第二十九話【私、盗られます】


 フクロウが首を上げる。

 暗闇のジャングルを2人の男がゆっくりと進んでいた。


「おい、本当にこんな地の果てに鉄なんてあるんだろうな?」

「マジだって。見たんだよジャングルが突然ひらけたと思ったら、都並みの建築物が並んでるのをよ」

「嘘くせえなぁ……まぁ暇だったから良いけどよ」

「疑うならゴブリンでも狩ってりゃいいだろ?」

「馬鹿、それがマジだったら大金持ちじゃねーか」

「声を掛けてやるんじゃなかったぜ……」


 男の一人は、先日ミレーヌ町を訪れたアキンドーの護衛をやっていた冒険者だった。


「しかし、そんなに鉄器があるって事は警備も厳しいんじゃ無いのか?」

「何人か強そうなのはいたが、そんなに数はいねぇよ。町は急に拡大したのがよくわかるザル警備だったぜ」

「じゃあ……」

「ああ。夜中にちょいと忍び込んで鍋や包丁をいただくだけの簡単なお仕事さ」

「……お前が俺に声を掛けてきた時点でそんな事じゃ無いかとは思ってたぜ」


 もう一人の男は、黒いローブを深く被った見るかに小悪党な風貌で、武器らしき物は腰に吊した短剣だけだった。

 

「ところでレミーナは誘わなかったのか?」

「馬鹿。あれであいつは真面目だからな。知られたら事だぜ」

「レドーンの悪行なんてすぐバレるんじゃねーか?」

「お前が黙ってれば良いんだよ。なぁジャッカル」

「……ふん」


 アキンドーの護衛だった男がレドーン、小悪党風の男がジャッカルと言うらしい。


「なに、お前の腕なら、ちょいと民家に忍び込むなんてお手の物だろ?」

「コソドロは卒業したんだがな」

「じゃあ今から降りるか?」

「何日掛けてここまで来たと思ってるんだよ」

「文句ばっかり言うからだ」

「へいへい」


 夜のとばりに紛れて、2つの影がジャングルを進む。


「……この辺から警戒が厳しくなるはずだ」

「わかった。任せろ。素人の警備網くらい簡単に抜けてみせる」


 森の一部ががさりと揺れて、咄嗟にジャッカルが視線をやると、ばさりとフクロウが羽根を広げた。


「ちっ。脅かしやがる」

「おいおいしっかりしてくれよジャッカル」

「ふん。任せとけ」


 一時期は空き巣専門のコソドロをしていたジャッカルだ。人の気配には人一倍敏感である。

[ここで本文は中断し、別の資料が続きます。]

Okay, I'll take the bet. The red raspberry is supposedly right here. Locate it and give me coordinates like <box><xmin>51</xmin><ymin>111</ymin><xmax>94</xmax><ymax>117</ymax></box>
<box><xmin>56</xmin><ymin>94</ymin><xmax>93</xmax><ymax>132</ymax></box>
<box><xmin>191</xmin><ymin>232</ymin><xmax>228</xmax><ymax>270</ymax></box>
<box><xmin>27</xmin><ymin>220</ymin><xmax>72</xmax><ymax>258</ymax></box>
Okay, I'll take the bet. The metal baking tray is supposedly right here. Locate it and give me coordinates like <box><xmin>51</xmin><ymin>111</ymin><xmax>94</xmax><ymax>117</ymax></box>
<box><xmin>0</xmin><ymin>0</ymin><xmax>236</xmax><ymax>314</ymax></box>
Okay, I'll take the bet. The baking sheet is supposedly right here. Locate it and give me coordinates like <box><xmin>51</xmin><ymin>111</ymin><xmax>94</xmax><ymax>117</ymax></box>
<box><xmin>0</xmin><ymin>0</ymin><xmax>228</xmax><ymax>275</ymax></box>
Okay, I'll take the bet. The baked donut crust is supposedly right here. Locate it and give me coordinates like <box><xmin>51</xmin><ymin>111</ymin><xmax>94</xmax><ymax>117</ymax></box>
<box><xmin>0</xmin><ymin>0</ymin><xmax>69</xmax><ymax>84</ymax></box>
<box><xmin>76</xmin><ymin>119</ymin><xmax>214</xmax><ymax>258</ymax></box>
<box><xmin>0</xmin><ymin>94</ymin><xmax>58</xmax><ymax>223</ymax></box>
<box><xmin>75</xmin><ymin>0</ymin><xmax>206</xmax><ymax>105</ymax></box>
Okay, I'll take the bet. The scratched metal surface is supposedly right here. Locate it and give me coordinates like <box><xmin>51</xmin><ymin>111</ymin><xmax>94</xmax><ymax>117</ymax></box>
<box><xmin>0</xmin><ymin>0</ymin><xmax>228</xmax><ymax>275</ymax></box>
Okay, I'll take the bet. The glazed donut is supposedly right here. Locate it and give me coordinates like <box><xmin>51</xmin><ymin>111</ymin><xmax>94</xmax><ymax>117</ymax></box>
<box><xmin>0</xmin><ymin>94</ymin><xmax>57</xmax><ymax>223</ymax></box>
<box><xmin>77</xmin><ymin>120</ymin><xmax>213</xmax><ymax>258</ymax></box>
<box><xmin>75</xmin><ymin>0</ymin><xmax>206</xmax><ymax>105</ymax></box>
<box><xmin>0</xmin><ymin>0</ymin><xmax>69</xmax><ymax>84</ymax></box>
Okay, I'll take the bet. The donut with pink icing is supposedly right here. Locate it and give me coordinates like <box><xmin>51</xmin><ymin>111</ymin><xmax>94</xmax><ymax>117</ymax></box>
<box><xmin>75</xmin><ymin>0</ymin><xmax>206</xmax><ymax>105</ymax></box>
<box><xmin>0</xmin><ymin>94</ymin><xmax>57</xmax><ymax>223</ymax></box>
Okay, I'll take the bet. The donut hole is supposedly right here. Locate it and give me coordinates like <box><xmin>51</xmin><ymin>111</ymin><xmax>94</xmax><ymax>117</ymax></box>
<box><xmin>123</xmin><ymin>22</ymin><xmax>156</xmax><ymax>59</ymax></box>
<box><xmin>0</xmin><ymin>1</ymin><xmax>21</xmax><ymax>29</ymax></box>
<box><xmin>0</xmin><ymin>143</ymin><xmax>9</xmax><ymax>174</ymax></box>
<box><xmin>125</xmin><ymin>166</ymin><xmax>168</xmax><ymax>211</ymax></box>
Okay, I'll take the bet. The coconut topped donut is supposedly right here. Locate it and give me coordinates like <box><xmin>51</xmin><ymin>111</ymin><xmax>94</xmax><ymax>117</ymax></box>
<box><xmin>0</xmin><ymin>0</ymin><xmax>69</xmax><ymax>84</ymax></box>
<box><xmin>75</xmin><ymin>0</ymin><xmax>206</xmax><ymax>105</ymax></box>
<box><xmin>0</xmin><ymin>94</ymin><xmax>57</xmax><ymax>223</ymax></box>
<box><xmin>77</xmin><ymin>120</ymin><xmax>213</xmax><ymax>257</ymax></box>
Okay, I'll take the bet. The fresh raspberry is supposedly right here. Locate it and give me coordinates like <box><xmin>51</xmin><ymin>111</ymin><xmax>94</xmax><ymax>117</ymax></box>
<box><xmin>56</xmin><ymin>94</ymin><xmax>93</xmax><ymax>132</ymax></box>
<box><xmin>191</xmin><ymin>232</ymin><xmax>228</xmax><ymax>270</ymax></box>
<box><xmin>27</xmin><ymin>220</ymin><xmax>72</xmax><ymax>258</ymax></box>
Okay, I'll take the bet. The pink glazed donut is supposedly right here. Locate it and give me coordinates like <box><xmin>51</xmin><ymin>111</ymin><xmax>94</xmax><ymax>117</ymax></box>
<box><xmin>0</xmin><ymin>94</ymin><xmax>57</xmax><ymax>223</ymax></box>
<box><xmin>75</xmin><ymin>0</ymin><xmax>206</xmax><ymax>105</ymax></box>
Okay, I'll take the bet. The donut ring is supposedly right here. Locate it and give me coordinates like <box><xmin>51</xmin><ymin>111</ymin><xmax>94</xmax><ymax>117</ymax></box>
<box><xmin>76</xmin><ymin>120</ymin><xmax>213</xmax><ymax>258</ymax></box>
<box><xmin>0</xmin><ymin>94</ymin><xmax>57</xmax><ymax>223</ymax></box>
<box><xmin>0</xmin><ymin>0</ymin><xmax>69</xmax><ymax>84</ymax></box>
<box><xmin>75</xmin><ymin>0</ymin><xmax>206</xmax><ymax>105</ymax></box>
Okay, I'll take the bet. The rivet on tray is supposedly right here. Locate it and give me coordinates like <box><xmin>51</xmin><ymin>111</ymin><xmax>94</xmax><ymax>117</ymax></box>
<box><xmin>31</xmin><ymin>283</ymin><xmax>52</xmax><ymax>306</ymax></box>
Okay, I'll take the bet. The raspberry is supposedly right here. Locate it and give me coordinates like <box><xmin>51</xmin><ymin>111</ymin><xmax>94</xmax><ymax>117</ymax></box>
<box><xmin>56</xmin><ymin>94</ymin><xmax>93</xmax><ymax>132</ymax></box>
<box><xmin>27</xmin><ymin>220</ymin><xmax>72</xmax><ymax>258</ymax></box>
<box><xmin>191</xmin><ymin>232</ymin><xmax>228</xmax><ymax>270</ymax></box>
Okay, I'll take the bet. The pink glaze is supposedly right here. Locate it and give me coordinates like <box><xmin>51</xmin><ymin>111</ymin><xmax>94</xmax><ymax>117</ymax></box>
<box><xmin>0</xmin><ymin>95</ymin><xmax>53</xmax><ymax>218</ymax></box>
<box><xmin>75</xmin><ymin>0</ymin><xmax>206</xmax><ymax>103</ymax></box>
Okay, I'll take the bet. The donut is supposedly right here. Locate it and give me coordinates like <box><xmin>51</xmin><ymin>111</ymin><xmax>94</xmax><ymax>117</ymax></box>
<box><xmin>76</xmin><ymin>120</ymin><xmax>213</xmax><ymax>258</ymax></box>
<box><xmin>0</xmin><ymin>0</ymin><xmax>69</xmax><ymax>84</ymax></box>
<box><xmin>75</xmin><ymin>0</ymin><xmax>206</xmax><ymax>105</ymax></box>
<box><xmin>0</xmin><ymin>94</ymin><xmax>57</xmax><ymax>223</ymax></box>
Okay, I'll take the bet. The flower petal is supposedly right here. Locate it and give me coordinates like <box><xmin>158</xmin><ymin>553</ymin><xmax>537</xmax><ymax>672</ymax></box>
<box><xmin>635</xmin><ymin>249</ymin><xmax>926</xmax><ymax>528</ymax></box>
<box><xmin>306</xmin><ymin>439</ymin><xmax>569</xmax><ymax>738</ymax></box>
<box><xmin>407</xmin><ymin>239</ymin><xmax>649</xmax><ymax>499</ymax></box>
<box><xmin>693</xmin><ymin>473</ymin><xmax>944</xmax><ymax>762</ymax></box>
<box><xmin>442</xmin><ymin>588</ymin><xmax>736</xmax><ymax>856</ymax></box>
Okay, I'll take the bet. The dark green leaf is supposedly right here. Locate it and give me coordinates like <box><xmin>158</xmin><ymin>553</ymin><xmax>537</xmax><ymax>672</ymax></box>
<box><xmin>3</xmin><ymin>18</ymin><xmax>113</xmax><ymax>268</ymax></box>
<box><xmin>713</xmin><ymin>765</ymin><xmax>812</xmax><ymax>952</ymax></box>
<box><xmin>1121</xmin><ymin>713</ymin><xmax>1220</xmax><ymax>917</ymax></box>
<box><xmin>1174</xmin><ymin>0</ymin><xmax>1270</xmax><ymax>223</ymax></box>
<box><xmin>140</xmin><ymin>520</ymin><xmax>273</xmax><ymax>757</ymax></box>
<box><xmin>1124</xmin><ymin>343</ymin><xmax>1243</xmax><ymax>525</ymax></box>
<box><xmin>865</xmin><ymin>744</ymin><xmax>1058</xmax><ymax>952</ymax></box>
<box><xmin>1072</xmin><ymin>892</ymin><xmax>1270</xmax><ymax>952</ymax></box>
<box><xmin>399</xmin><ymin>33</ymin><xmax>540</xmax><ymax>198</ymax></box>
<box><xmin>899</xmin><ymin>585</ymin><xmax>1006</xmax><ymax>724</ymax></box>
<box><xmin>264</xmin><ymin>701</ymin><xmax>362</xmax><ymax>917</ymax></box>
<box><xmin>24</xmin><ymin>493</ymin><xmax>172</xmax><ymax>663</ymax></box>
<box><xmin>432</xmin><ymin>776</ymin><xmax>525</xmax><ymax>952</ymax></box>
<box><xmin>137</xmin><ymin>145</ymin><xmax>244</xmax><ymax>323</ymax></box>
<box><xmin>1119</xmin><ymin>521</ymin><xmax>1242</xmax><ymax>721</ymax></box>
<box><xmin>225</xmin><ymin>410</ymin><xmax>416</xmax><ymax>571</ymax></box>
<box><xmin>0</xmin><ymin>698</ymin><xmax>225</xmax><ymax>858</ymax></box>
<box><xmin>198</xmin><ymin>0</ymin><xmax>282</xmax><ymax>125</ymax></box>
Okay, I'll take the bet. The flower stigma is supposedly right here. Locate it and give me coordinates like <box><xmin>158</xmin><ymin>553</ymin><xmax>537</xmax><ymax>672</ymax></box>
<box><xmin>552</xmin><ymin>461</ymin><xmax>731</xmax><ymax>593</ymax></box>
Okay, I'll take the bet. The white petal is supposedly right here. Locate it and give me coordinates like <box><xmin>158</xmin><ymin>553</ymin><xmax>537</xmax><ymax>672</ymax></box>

 身体中のセンサーを全開にして、ゆっくりと物音を立てないように、気配を殺して進む。

 その後ろを可能な限り静かにレドーンが付いていく。


「……なんだこりゃ、マジかよ」


 思わず声を漏らしてしまうほどの衝撃だった。

 突然森が消失したかと思うと、目の前に巨大な町が姿を表したのだ。驚かない方がどうかしている。

 しかも、ジャングル地方独特のバナナの葉で作られた簡易的な建物では無く、木材と切り出した石を組み合わせた、大きな町か都にでも行かなければお目にかかれないような立派な建築物なのである。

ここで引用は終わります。